Está queriendo desmontarse, y no podré con su ausencia, con su apellido, ni con los infinitos puntos suspensivos que deja su vida. Creo que se entiende con Dios, o que ni siquiera con Él se entiende. Me abrumará su silencio. Tal vez ya esté más allá del bien y del mal, entonces morirá pronto, es lo que suele suceder...
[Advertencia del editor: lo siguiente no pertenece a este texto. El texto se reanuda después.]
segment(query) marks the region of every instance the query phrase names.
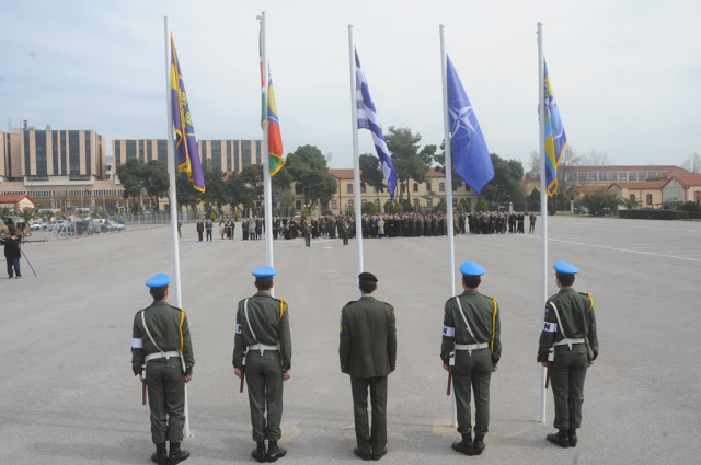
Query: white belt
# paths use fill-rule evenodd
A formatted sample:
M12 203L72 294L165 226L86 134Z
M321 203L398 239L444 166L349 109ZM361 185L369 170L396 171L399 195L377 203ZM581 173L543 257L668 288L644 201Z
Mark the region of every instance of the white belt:
M263 357L263 352L266 350L280 350L279 346L268 346L267 344L252 344L249 346L250 350L258 350L261 352L261 357Z
M472 357L472 351L478 349L486 349L490 347L487 342L479 344L456 344L456 350L467 350L468 354Z
M171 357L177 357L180 358L180 352L176 350L171 350L170 352L154 352L151 354L146 356L146 361L148 363L149 360L156 360L156 359L170 359Z
M572 350L572 346L575 344L584 344L584 338L579 338L579 339L566 338L553 344L553 346L570 346L570 350Z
"Gustavo nació en Quito, y, además, se hizo quiteño peregrinando por la ciudad. Huérfano, rencoroso, perseguido por la voz y los ojos de la tía Luisa, caminó siempre, asumió la calle día a día; primero, jugándose sus canicas, con los guambras; después, apostando los dientes y el honor en lances juveniles contra los del otro barrio; por fin, exponiendo su vida noche a noche, transitando por el límite, sumido en la bohemia para mantenerse lúcido bajo la luz terrenal a la que jurara fidelidad. Iba cuesta arriba, después cuesta abajo, reelaborando la textura áspera de la ciudad, añadiendo sombras y luces al espacio donde había sido arrojado. La vida, pues, le iba grande y, a veces, estrecha. Desconcertado, sin elaborar proyectos, ávido de licor y pasillos, sintiendo íntimamente esa derrota musical que reivindica la muerte ante el fracaso del amor, se disminuía menos en la cantina que en las labores cívicas o en los estériles ejercicios de la razón humana que había fracasado, siempre, en doctrinas y filosofías.
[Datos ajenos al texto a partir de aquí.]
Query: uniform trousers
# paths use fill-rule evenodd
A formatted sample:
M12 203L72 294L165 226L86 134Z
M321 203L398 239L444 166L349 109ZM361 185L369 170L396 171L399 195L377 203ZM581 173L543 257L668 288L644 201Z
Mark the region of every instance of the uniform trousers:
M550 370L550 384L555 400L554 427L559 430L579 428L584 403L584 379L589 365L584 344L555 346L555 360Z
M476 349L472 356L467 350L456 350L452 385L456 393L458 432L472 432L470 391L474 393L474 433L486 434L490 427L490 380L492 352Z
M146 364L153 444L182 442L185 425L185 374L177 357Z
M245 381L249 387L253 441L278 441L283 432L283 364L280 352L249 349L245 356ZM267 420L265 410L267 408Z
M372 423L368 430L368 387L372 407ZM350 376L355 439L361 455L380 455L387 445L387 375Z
Para Guayaquil, apenas llegó, era un absoluto extraño; Gustavo se sintió huérfano otra vez. Su relación con esa ciudad comenzó siendo desconfiada; durante las primeras semanas avanzó apenas hasta las esquinas más cercanas. Se contagiaba fácilmente del dialecto guayaquileño, tomaba sigilosamente los primeros tragos, a hurtadillas, en solitario.
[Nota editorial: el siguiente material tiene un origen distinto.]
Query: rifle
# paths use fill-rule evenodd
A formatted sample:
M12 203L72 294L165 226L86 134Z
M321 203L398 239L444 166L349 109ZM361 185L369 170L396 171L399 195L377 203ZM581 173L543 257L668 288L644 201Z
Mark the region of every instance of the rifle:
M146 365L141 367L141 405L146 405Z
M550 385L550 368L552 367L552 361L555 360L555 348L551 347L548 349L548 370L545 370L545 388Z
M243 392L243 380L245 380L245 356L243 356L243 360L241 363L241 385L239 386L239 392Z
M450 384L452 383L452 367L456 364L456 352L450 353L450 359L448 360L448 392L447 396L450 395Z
Pero eso no podía durar, ya le había llegado el efluvio lujurioso de un trópico escondido, la fragancia de una vida peligrosa y fascinante. Y cierto día salió a caminar, partió del hemiciclo de La Rotonda, siguió a lo largo del bulevar 9 de Octubre, hasta la calle García Moreno y por ésta hasta la 10 de Agosto, siguió a Chimborazo y a San Martín; llegó a Eloy Alfaro, fue a Rocafuerte, tomó por la Colón, dio en Pichincha, siguió hasta Aguirre y por ésta volvió a la Chimborazo; torció por Luque, por Lorenzo de Garaicoa, y estuvo otra vez en la 9 de Octubre. Frente al Tenis Club, empapado en sudor, experimentó la satisfacción de un buen encuentro. La ciudad ya le era menos extraña, la encontró accesible y bullanguera, así es que se apartó del Centro y entró a tomar cerveza fría en un salón. Cuando regresó a mirar al mozo que lo atendía, se encontró con la cara morena, la brillantina y los ojos fieros de Canessa."